Wind Turbine Reliability.
It is interesting that the majority of planning applications for wind farms ask for twenty years. This is often based on the statement that the life expectation of an industrial wind turbine is twenty years.
Another statement often used when convincing people to invest in wind farms is that the output of that turbine will be constant and unchanging over twenty years.
Both of these statements are utter nonsense.
The supporters of wind energy production say that wind turbines get more reliable as the technology improves. But the fact is that between 1977 and 1990 wind turbines had an average age of 17.6 years and a standard deviation of 3.8 years. In other words a wind turbine could operate between 6.2 years and 29 years. Between 1990 and 2000 the average age was down to 15.6 years with standard deviation of 4.2 years. In other words the operating range was between 3 years and 28.2 years.
Over the last 20 years there has been a dramatic decline in the average life of a wind turbine. Between 2000 and 2014 the average life span of an industrial wind turbine was 6.2 years.
And what of the claim that wind turbines produce a constant predictable output from year to year? A number of recent studies prove this not to be the case. One study detected a 50% reduction in capacity factor over a 6 year period. In other words, in only six years it was only as half as productive compared to when it was new. Added to this are the inevitable increases in maintenance and component replacement costs as wind turbines age. Like the gear box failure after 2 to 4 years of operation or shaft bearing beginning to wear after less than a year.
This is a long way from the 20 years claimed on the box. Talk about misleading advertising!

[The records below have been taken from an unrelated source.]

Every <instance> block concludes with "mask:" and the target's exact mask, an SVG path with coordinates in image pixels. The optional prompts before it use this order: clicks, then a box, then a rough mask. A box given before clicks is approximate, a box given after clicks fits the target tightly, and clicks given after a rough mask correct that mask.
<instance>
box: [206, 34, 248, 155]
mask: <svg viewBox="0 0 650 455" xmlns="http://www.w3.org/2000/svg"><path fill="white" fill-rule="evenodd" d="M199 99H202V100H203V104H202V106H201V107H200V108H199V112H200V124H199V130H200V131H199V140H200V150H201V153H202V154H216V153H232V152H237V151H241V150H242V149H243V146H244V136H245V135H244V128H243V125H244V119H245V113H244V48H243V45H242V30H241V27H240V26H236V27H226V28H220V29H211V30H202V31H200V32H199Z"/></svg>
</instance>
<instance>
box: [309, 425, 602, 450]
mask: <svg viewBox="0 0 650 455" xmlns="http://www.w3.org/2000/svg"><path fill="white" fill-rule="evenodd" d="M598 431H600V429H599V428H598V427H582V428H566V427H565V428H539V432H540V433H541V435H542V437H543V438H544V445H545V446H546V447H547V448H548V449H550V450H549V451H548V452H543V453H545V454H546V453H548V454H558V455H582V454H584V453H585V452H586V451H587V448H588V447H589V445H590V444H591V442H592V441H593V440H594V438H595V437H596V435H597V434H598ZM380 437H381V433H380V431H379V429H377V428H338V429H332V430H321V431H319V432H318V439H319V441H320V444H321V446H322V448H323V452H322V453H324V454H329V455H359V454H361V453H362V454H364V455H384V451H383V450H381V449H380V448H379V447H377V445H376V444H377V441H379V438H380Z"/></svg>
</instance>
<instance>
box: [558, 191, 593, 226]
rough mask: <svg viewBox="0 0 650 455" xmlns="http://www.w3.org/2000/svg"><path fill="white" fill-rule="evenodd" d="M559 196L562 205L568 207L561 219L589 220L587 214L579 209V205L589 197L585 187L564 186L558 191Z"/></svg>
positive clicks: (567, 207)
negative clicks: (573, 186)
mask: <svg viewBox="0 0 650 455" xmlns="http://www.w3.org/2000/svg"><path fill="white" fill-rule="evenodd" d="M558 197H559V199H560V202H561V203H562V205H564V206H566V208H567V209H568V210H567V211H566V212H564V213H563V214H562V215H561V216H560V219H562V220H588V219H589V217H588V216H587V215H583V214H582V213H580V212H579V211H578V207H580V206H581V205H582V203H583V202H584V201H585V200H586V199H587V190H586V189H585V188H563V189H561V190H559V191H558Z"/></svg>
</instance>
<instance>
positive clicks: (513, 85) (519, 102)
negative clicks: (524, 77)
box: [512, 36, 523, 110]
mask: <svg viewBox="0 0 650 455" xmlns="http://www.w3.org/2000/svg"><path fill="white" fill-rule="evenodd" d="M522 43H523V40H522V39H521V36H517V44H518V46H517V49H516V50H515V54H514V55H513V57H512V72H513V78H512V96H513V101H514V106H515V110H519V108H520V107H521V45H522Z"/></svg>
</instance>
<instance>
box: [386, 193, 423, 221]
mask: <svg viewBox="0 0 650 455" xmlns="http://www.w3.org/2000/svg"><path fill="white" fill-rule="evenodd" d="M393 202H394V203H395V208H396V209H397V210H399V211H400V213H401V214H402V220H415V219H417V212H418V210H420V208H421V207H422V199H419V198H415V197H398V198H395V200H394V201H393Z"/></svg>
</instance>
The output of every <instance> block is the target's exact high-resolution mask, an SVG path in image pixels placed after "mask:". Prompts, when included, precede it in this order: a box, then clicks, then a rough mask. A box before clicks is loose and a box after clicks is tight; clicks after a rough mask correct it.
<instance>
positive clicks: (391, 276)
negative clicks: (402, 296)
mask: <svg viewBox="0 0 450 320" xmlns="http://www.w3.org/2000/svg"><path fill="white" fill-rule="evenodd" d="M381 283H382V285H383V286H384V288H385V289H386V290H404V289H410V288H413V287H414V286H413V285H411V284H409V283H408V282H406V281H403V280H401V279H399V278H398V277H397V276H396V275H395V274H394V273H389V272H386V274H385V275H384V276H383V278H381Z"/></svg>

The Irish Wind Program is like an over heavy airplane that is perpetually low on fuel and without radar, but is continuously having to fly over an unexpected mountainous area. It might survive and fly over one dangerous mountain. But by doing so it uses up more precious fuel which means it cannot anticipate, or have the wherewithal to clear the next dangerous mountain.
This makes the wind industry extremely vulnerable to any economic hiccup, and reliant for their profit margins on the embattled consumer. This is why the wind industry is so terrified about the proposed rates increase, as it is essentially a bubble industry – utterly non-viable in an open economy.”
Thanks very much, John.
What does this mean? As I understand it, it means that in order to keep the wind industry profitable, despite its fatally flawed business plan, it will be necessary to keep on increasing the subsidies paid to the wind industry. As more wind farms are built, and as the existing wind farms become less productive and more expensive to run, the consumer will need to pay more and more to keep the wind industry afloat, causing the price of electricity to continuously rise. This is what has happened in Germany, with a consequent massive increase in the cost of living, causing many multinationals to leave, taking their jobs with them. Whilst the wind industry claims to employ over 3000 people (a debateable figure, and in any event describing low-end short-term jobs), it destroys far more jobs, not only with the aforementioned multinationals leaving the country, but also in the tourism and food industries, and of course the bloodstock / horse racing industry.
Finally, when even the constant propping up of the system by the embattled electricity customer is no longer enough to return a handsome profit, the wind industry will turn tail and flee our shores, leaving these huge monstrosities to rust and forever ruin the skyline.
And such is the business plan of the wind industry.